Solved: Re: Retain + Looping among multiple row records

LLW · Posted 04-06-2015 08:33 PM

Hi everyone,

I'm a student who is relatively new to SAS, and I haven't been able to solve this problem. Thank you in advance!! I have a dataset composed of a couple hundred thousand entries grouped by ID. I want to be able to use the retain function by id and for each of the entries.

An example of my dataset:

ID	DaystoEvent
A	100
A	301
A	499
B	200
B	250
C	100


What I would like in my dataset:

ID	DaystoEvent	1_DaystoEvent	2_DaystoEvent	3_DaystoEvent
A	100	100	301	499
A	301	100	301	499
A	499	100	301	499
B	200	200	250	.
B	250	200	250	.
C	100	100	.	.

Basically, I'd like to use the "retain" function for the variable DaystoEvent for ALL the row records by "ID". I cannot create a simple array because each "ID" has a different number of entries, and my dataset is over 300,000 "Ids". I have figured out how to use the retain function for the first.ID (example below), but I cannot figure out how to do it for all records by ID.

data work;

set work;

by I

Retain R_Daystoevent;

If first.ID then do;

R_Daystoevent=Daystoevent;

end;

Thank you!

Louise

naveen_srini · Posted 04-07-2015 12:44 AM

data work;

input ID $ DaystoEvent;

cards;

A 100

A 301

A 499

B 200

B 250

C 100

;

proc sql; /* copied from Reeza's*/
select max(count) into :max_count separated by ' ' from
(select count(ID) as count from work
group by ID);
quit;

data want;
do _n_=1 by 1 until(last.id);
set work;
by id;
array days(*) Daystoevent1-Daystoevent&max_count;
days(_n_)=DaystoEvent;
end;

do until(last.id);
set work;
by id;
output;
end;
run;

Regards,

Naveen Srinivasan

L&T Infotech

View solution in original post

Reeza · Posted 04-06-2015 08:52 PM

Do you absolutely need the second column?

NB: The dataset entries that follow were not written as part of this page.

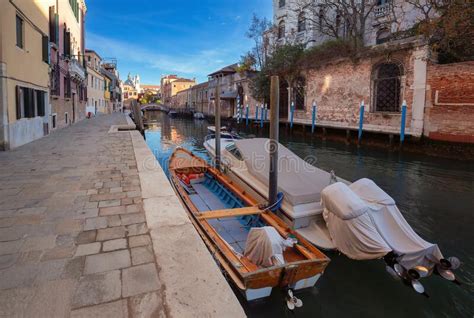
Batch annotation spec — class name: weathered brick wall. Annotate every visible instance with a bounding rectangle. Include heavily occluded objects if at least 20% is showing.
[424,62,474,143]
[302,50,414,131]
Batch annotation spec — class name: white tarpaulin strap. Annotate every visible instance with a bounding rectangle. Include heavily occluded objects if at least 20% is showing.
[244,226,294,267]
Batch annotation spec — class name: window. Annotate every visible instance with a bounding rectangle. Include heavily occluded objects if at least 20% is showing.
[278,21,285,39]
[293,76,306,109]
[318,6,325,31]
[63,24,71,58]
[298,12,306,32]
[16,15,24,49]
[375,29,391,44]
[42,35,49,64]
[16,86,46,119]
[372,63,403,112]
[49,6,59,45]
[36,91,46,116]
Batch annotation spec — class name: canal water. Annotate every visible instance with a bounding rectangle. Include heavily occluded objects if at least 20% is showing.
[146,112,474,318]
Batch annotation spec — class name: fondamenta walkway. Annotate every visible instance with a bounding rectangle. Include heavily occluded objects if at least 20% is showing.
[0,114,243,318]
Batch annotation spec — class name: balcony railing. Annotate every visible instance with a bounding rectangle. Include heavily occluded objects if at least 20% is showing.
[69,58,86,82]
[374,3,390,18]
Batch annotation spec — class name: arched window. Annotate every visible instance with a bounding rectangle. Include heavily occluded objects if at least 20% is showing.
[372,63,403,112]
[278,20,285,39]
[298,12,306,32]
[293,76,306,109]
[375,29,391,44]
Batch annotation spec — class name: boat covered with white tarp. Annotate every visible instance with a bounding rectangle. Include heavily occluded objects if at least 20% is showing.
[204,138,460,293]
[322,179,443,269]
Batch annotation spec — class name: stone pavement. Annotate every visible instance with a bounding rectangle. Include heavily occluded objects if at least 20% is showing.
[0,114,168,317]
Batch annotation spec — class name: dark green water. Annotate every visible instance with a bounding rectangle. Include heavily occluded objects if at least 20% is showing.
[146,113,474,318]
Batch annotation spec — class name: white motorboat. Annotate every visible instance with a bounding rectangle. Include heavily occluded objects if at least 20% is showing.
[204,138,459,290]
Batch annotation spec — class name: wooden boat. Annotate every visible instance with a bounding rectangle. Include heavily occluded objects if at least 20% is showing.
[169,148,330,301]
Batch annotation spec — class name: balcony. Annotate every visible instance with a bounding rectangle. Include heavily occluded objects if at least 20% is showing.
[69,58,86,82]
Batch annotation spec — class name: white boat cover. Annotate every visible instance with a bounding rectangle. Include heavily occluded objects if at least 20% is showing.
[235,138,331,205]
[322,179,443,269]
[244,226,293,267]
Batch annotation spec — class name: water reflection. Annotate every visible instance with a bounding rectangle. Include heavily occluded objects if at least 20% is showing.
[146,112,474,318]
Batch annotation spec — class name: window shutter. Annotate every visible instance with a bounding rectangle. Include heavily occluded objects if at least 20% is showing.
[43,35,49,64]
[64,32,71,57]
[49,6,56,43]
[15,85,21,119]
[54,14,59,45]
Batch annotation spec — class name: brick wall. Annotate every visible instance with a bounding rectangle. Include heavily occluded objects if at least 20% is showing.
[424,62,474,143]
[302,50,414,132]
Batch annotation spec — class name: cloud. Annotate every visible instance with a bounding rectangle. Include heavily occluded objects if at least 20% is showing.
[87,32,239,77]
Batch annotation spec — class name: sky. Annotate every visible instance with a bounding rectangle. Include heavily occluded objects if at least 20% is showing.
[86,0,272,84]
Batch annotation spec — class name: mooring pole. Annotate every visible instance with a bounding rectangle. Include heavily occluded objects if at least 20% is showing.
[400,101,407,145]
[359,101,365,143]
[268,76,280,204]
[214,75,221,171]
[245,104,249,126]
[290,102,295,129]
[237,96,242,124]
[311,102,317,134]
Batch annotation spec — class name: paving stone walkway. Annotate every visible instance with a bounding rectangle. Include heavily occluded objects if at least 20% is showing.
[0,114,166,318]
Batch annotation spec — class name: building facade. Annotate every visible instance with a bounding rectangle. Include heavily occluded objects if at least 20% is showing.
[86,49,107,114]
[48,0,87,130]
[161,75,196,106]
[0,0,50,150]
[170,64,260,118]
[267,0,474,143]
[102,59,123,112]
[123,74,141,109]
[267,0,433,48]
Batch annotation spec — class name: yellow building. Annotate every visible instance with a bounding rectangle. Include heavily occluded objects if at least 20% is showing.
[86,50,107,114]
[0,0,50,149]
[104,76,112,114]
[49,0,87,129]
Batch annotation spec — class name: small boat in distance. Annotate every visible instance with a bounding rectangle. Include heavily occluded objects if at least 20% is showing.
[207,126,242,139]
[193,113,206,119]
[169,148,330,301]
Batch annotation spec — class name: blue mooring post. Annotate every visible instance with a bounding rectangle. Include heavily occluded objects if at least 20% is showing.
[245,104,249,126]
[359,101,365,142]
[400,100,407,144]
[311,102,317,134]
[237,96,242,124]
[290,102,295,129]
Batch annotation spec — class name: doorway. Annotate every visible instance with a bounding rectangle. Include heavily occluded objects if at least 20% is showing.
[279,80,289,119]
[72,93,76,124]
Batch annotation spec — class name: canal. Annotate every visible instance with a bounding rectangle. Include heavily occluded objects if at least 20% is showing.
[146,112,474,318]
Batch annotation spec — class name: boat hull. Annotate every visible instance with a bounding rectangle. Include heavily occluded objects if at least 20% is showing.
[170,148,329,300]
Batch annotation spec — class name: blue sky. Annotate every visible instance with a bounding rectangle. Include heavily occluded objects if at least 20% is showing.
[86,0,272,84]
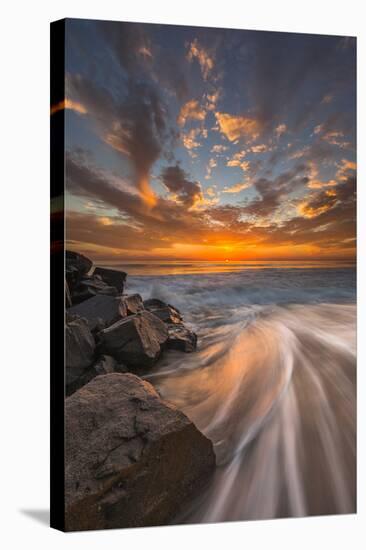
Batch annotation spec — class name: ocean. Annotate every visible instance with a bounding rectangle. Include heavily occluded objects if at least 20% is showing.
[107,262,356,523]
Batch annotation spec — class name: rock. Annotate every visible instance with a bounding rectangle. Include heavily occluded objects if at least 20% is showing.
[65,374,215,531]
[93,355,118,375]
[144,298,183,324]
[65,279,72,307]
[65,316,95,385]
[98,311,168,367]
[93,267,127,294]
[167,324,197,353]
[66,355,128,396]
[68,294,127,331]
[65,250,93,292]
[71,276,118,304]
[122,294,144,316]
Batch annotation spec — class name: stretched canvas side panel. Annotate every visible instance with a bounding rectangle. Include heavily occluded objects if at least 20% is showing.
[50,20,65,530]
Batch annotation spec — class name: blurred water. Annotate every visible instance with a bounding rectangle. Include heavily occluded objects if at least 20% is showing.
[128,268,356,522]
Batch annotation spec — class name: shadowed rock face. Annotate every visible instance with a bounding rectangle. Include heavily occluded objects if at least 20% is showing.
[144,298,183,324]
[65,250,93,291]
[65,373,215,531]
[68,294,126,330]
[93,267,127,294]
[98,311,168,367]
[65,317,95,384]
[167,324,197,353]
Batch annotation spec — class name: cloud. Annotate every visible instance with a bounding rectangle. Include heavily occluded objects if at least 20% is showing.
[336,159,357,181]
[250,143,271,154]
[205,158,217,179]
[67,75,166,207]
[215,112,260,141]
[181,128,207,152]
[274,123,287,138]
[187,38,214,80]
[206,90,221,111]
[51,98,87,115]
[177,99,206,126]
[211,144,227,153]
[298,176,356,223]
[160,164,203,209]
[226,151,250,172]
[222,182,252,193]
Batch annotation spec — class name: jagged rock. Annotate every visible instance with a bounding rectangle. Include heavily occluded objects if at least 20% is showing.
[66,355,128,396]
[167,324,197,353]
[98,310,168,367]
[93,355,127,375]
[93,267,127,294]
[68,294,127,331]
[65,316,95,385]
[144,298,183,324]
[65,279,72,307]
[65,250,93,292]
[122,294,144,316]
[65,374,215,531]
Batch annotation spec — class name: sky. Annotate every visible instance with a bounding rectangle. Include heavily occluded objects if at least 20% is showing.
[60,19,356,262]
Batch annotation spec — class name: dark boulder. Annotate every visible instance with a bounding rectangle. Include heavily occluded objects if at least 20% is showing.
[166,324,197,353]
[66,355,128,396]
[65,250,93,292]
[65,315,95,385]
[122,294,144,316]
[65,279,72,307]
[98,311,168,367]
[68,294,127,331]
[144,298,183,324]
[93,267,127,294]
[65,374,215,531]
[71,276,118,304]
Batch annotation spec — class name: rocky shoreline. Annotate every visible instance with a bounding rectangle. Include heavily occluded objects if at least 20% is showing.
[65,251,215,530]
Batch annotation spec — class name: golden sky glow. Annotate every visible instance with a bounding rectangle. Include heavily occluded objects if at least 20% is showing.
[62,20,357,262]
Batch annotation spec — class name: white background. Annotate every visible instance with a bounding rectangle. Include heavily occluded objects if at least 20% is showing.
[0,0,366,550]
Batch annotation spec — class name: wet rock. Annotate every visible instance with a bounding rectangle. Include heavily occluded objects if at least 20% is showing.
[93,267,127,294]
[98,311,168,367]
[66,355,128,396]
[65,250,93,292]
[122,294,144,316]
[167,324,197,353]
[65,316,95,385]
[144,298,183,324]
[65,279,72,307]
[65,374,215,531]
[68,294,127,331]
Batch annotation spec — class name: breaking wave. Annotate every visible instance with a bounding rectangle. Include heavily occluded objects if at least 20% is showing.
[130,269,356,522]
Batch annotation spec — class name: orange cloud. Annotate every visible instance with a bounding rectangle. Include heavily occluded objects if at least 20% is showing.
[222,182,252,193]
[177,99,206,126]
[215,112,260,141]
[187,38,214,80]
[181,128,207,151]
[250,143,270,153]
[336,159,357,181]
[226,151,250,172]
[51,98,87,115]
[275,124,287,138]
[211,145,227,153]
[308,180,338,189]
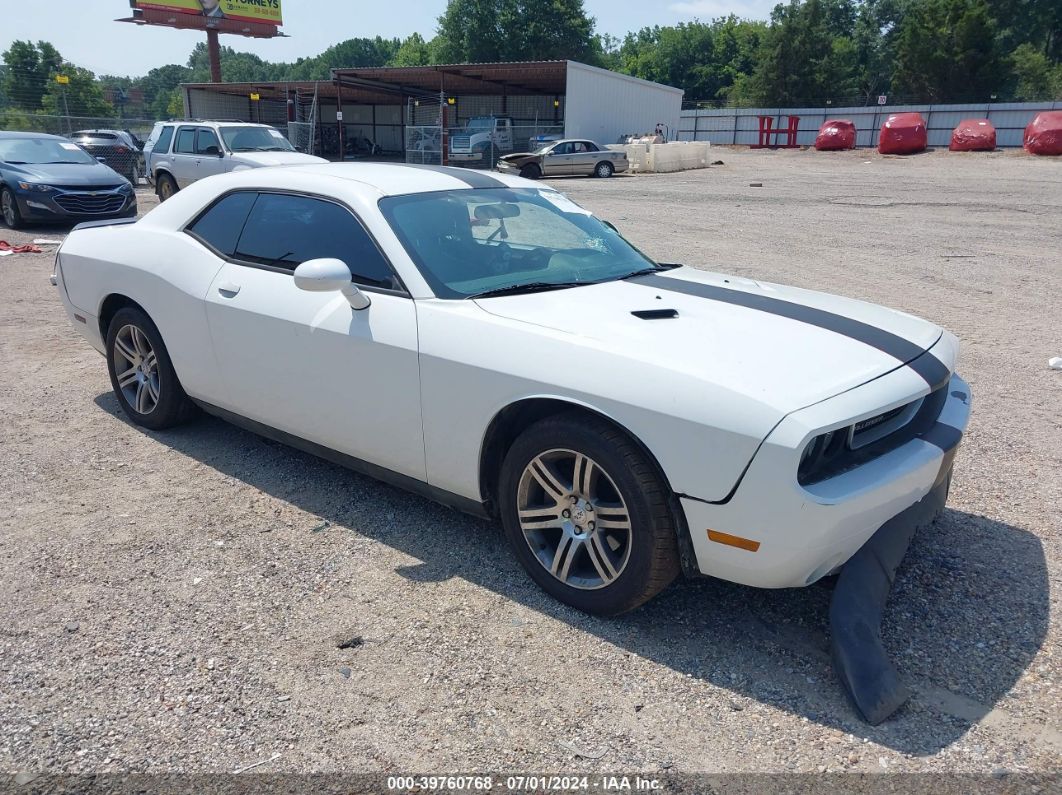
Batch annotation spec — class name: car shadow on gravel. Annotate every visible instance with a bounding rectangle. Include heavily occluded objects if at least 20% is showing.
[96,393,1048,756]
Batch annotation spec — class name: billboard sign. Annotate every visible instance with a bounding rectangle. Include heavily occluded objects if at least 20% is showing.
[133,0,284,25]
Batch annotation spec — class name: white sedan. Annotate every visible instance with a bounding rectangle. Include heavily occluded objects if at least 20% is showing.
[55,163,970,713]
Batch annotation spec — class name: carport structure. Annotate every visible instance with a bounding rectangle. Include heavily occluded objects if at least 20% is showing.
[184,61,682,165]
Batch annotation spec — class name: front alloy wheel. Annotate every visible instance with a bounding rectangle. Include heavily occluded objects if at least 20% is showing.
[497,411,679,616]
[517,449,631,590]
[0,188,22,229]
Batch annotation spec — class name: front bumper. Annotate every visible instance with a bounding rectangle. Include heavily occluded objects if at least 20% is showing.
[15,186,137,223]
[682,368,971,588]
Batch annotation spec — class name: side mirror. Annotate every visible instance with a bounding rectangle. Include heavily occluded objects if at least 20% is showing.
[295,258,372,310]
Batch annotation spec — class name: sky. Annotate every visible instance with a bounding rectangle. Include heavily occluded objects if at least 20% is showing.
[0,0,777,76]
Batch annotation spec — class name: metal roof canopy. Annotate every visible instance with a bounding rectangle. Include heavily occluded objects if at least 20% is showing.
[332,61,568,99]
[181,80,401,105]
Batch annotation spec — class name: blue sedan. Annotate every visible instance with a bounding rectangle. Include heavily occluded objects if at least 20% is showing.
[0,133,136,229]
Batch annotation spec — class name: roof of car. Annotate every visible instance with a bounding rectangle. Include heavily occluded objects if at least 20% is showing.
[157,119,271,127]
[0,131,66,141]
[210,162,535,197]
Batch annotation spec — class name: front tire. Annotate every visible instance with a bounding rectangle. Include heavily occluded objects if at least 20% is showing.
[498,413,679,616]
[107,307,194,431]
[155,172,177,203]
[0,187,23,229]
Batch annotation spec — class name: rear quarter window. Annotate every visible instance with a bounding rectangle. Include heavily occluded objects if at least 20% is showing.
[151,127,173,155]
[186,191,258,257]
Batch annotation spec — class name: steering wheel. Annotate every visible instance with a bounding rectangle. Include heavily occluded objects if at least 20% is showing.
[491,242,513,276]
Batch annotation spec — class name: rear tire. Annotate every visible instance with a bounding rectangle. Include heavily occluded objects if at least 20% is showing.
[0,186,23,229]
[498,412,680,616]
[155,172,177,202]
[107,307,195,431]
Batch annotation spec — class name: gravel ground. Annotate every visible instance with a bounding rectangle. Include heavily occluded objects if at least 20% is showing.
[0,149,1062,777]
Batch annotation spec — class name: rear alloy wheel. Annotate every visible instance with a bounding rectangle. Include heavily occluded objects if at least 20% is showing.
[107,307,193,430]
[499,414,679,616]
[0,187,22,229]
[156,173,177,202]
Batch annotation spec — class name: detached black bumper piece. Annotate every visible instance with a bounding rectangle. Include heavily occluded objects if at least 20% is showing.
[829,458,955,726]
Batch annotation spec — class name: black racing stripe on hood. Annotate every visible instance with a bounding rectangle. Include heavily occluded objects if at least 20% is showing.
[395,162,509,188]
[630,274,950,386]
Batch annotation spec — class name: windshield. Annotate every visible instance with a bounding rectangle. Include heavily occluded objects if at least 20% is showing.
[380,188,656,298]
[220,127,295,152]
[0,138,96,166]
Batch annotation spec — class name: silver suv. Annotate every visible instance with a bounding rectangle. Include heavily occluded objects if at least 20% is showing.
[143,121,328,202]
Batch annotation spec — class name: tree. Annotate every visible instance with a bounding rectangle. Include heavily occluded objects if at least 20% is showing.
[1010,44,1062,102]
[892,0,1007,102]
[438,0,596,63]
[391,33,438,66]
[136,64,192,119]
[40,64,116,119]
[747,0,858,106]
[3,41,63,113]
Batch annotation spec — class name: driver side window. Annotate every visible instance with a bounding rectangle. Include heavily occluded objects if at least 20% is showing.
[195,129,221,156]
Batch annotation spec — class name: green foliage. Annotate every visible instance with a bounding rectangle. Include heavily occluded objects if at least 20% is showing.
[1009,44,1062,101]
[750,0,858,105]
[0,0,1062,121]
[892,0,1004,102]
[40,64,117,118]
[391,33,438,66]
[3,41,63,111]
[436,0,597,64]
[609,16,768,101]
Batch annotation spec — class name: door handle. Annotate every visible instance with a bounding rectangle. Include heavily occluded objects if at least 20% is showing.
[218,281,240,298]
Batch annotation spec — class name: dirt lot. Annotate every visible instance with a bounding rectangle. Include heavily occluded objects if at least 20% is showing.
[0,149,1062,780]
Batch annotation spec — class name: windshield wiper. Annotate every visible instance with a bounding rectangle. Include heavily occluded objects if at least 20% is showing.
[468,281,594,298]
[619,262,682,280]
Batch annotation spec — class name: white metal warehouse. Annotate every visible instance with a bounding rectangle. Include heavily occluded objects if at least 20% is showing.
[183,61,683,165]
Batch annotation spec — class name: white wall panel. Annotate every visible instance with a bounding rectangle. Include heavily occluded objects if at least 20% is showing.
[564,61,683,144]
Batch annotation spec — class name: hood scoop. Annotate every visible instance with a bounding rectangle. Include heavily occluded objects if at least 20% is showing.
[631,309,679,321]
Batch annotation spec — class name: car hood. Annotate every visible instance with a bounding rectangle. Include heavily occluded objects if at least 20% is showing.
[3,162,129,188]
[476,267,943,415]
[233,152,328,167]
[498,152,538,160]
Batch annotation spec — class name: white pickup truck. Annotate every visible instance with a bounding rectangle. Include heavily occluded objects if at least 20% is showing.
[449,116,513,162]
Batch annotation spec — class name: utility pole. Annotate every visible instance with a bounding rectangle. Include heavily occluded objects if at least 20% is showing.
[55,74,73,134]
[206,29,221,83]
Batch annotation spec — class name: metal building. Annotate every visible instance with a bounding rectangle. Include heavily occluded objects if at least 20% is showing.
[183,61,683,167]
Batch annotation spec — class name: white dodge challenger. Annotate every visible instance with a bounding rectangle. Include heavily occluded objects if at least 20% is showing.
[53,163,970,720]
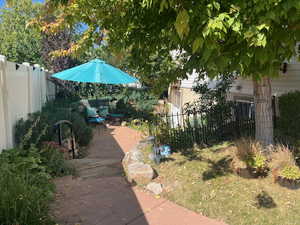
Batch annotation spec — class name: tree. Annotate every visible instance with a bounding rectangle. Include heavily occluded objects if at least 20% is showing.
[0,0,42,64]
[43,0,300,145]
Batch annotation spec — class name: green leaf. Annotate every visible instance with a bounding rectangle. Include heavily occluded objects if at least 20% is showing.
[213,2,221,11]
[175,9,190,39]
[193,37,203,53]
[159,0,169,13]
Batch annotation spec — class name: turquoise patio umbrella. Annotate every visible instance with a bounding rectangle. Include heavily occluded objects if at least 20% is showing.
[52,59,138,84]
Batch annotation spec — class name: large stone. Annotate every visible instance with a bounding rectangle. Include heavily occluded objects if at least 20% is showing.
[141,136,155,145]
[127,162,155,184]
[146,182,163,195]
[122,149,143,167]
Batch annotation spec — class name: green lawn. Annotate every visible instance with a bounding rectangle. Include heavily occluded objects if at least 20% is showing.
[145,143,300,225]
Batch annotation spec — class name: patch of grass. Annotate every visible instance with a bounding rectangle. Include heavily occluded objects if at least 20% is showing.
[144,143,300,225]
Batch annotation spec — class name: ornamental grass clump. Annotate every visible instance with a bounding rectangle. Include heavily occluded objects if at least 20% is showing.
[270,145,300,186]
[233,138,268,177]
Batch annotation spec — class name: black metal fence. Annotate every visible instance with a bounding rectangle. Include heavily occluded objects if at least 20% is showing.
[150,107,255,149]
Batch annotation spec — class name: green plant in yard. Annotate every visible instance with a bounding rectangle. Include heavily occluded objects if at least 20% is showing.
[0,148,54,225]
[276,91,300,147]
[15,100,92,149]
[233,138,268,175]
[143,143,300,225]
[246,153,267,170]
[279,165,300,180]
[270,145,300,181]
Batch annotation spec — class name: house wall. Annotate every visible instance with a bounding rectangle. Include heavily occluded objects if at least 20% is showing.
[0,56,55,152]
[229,62,300,98]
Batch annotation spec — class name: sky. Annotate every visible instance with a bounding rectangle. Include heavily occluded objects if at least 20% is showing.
[0,0,45,7]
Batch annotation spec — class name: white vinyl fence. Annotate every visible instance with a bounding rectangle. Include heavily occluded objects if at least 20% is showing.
[0,55,55,152]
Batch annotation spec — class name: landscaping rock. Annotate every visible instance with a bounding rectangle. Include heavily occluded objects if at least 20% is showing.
[122,149,143,165]
[140,136,155,145]
[146,182,163,195]
[127,162,155,184]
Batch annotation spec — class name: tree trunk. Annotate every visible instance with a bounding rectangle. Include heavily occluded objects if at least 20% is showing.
[253,77,273,146]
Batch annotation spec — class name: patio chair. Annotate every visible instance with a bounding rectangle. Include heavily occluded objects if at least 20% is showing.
[86,107,105,124]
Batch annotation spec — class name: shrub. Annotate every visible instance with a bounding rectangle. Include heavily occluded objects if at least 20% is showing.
[269,145,296,170]
[0,149,54,225]
[277,91,300,144]
[15,98,92,149]
[234,138,268,175]
[270,145,300,180]
[279,165,300,180]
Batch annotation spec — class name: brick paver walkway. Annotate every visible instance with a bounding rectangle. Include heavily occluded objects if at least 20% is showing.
[53,127,224,225]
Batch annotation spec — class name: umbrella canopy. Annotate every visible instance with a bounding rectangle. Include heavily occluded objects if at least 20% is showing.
[52,59,138,84]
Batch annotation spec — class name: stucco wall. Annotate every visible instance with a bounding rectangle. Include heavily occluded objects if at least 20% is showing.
[0,56,54,151]
[230,63,300,96]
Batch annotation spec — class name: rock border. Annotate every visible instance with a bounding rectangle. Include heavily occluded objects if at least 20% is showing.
[122,136,156,185]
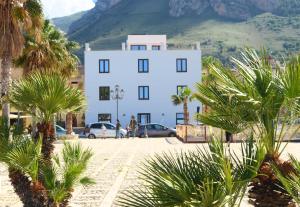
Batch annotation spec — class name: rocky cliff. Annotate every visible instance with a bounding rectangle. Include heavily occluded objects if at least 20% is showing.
[68,0,122,33]
[68,0,300,33]
[170,0,300,20]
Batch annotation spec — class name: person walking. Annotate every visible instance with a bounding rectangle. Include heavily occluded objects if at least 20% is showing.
[129,116,137,137]
[116,119,121,139]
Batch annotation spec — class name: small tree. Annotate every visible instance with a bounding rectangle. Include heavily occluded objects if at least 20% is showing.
[171,87,193,125]
[9,72,88,207]
[195,49,300,206]
[0,0,43,121]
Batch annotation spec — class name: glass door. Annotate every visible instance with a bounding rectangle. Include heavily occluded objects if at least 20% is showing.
[138,113,151,124]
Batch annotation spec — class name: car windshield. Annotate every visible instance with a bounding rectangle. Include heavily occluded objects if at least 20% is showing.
[56,125,65,132]
[104,124,116,129]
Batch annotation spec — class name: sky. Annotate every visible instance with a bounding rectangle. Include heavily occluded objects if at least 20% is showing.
[41,0,95,19]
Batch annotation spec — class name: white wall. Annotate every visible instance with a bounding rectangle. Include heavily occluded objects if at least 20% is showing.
[127,35,167,50]
[85,50,201,127]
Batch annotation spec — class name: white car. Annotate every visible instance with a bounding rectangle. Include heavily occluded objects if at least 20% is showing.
[85,122,127,139]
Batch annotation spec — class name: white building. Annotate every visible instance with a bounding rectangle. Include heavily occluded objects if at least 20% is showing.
[84,35,201,127]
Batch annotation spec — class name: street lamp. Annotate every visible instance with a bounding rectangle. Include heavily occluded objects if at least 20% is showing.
[110,85,124,120]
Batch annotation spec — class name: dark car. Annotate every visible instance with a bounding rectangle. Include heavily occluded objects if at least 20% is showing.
[137,124,176,137]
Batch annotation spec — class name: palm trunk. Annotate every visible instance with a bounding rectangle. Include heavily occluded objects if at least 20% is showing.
[249,155,296,207]
[1,55,12,124]
[9,168,48,207]
[183,98,189,125]
[36,122,55,164]
[66,112,73,134]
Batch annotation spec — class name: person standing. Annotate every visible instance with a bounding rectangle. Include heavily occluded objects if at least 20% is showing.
[116,119,121,139]
[129,116,137,137]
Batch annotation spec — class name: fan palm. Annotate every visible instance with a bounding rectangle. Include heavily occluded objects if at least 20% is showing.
[15,20,79,77]
[42,143,94,207]
[119,139,264,207]
[171,87,193,125]
[0,117,94,207]
[0,119,47,207]
[15,20,79,134]
[9,72,84,161]
[0,0,42,120]
[195,49,300,206]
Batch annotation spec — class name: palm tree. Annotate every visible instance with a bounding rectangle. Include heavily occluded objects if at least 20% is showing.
[195,49,300,206]
[118,139,264,207]
[15,20,79,134]
[0,0,42,121]
[15,20,79,77]
[9,72,84,162]
[42,143,95,207]
[171,87,193,125]
[9,72,84,206]
[0,119,94,207]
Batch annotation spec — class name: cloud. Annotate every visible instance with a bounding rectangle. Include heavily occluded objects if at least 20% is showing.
[41,0,95,18]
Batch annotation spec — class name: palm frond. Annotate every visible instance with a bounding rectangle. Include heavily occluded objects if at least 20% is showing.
[118,139,261,207]
[9,72,85,121]
[42,142,95,203]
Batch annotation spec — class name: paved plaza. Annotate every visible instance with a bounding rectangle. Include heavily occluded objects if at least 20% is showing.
[0,138,300,207]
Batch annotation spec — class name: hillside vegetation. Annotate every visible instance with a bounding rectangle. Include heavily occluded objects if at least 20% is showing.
[52,0,300,62]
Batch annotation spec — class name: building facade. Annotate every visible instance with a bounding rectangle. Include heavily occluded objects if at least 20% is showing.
[85,35,201,128]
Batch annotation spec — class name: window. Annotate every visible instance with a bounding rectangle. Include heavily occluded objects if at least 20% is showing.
[104,124,116,130]
[98,114,111,122]
[177,85,187,95]
[139,86,149,100]
[153,124,164,131]
[90,123,103,129]
[138,59,149,73]
[130,45,147,50]
[152,45,160,50]
[99,86,110,101]
[99,59,109,73]
[176,58,187,72]
[176,113,184,125]
[137,113,151,124]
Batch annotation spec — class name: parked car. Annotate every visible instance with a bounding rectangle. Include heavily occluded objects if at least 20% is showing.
[137,123,176,137]
[55,125,67,138]
[84,122,127,139]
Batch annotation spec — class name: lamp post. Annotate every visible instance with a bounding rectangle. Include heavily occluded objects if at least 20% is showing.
[110,85,124,120]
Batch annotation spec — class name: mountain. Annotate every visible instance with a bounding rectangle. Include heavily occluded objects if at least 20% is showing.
[52,11,86,33]
[54,0,300,62]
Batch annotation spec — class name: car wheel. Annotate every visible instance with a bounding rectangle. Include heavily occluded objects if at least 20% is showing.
[89,134,96,139]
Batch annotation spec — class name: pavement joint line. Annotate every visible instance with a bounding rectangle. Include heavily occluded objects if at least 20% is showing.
[99,146,138,207]
[72,142,125,198]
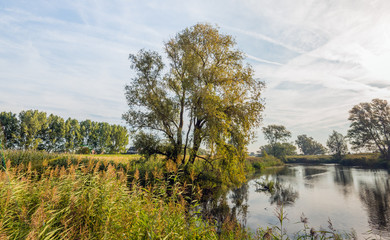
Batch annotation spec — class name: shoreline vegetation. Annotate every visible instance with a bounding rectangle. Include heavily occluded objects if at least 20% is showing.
[0,150,368,239]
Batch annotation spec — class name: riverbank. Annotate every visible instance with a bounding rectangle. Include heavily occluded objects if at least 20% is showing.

If not proc transpose is a direct solution.

I also recommend naming your variables Days_to_event1 Days_to_event2. This way you can use the shortcut reference for variables if required.

proc sort data=have; by ID daystoEvent; run;

proc transpose data=have out=want prefix=Days_to_event;

by ID;

var DaysToEvent;

run;

LLW · Posted 04-06-2015 09:12 PM

Hi Fareeza,

Thank you so much--really appreciate it. Unfortunately, I need to keep the second variable (DaysToEvent) because I need to take the difference between DaytoEvent_1- DaystoEvent, DaystoEvent_2-DaystoEvent, etc. Is there a way to keep the DaystoEvent column?

Thank you so much,

Louise

Reeza · Posted 04-06-2015 09:31 PM

I think this is the same: DaysToEvent(n)-daystoevent(1) be the same as DaysToEvent(n)-DaysToEvent?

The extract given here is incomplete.